When I try the example located in docs/examples/te_llama with latest code, met below error:

/usr/local/lib/python3.10/dist-packages/transformer_engine_extensions.cpython-310-x86_64-linux-gnu.so: undefined symbol: ZN18transformer_engine6getenvIiEET_RKSsRKS1

Same here.

Getting the same as well on release_v1.5. release_v1.4 works fine tho

@pggPL Could you take a look at this issue?

The issue happens because we recently included common/util/system.h into PyTorch source CPP files at https://github.com/NVIDIA/TransformerEngine/pull/713/files to utilize the transformer_engine::getenv method. As a result, the PyTorch transformer_engine_extensions will now search for symbols within the libtransformer_engine.so library.
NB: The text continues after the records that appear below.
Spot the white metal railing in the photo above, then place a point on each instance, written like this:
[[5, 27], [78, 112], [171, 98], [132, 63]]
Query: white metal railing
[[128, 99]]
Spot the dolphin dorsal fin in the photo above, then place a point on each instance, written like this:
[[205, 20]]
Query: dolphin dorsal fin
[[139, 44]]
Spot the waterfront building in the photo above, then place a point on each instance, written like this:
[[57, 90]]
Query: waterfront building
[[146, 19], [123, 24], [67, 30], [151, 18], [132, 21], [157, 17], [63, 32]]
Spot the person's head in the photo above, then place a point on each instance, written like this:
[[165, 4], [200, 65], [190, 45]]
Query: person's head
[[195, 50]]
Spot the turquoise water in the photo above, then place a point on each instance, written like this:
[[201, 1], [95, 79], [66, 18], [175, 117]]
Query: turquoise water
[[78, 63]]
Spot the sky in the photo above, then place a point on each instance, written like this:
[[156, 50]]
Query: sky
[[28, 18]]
However, if the user builds TransformerEngine in a local environment (conda or PyPI), because the pre-built PyTorch, either from conda or PyPI, has the CXX11_ABI set as False, whereas the common library is using the new CXX11_ABI. As a result, there will be an undefined symbol problem when importing transformer_engine_extensions. NGC PyTorch container is using CXX11_ABI=1, so there is no problem.

The following could be a possible fix: compile system.cpp directly to avoid linking directly with libtransformer_engine.so. Please let me know if this makes sense, and I could open a PR for it.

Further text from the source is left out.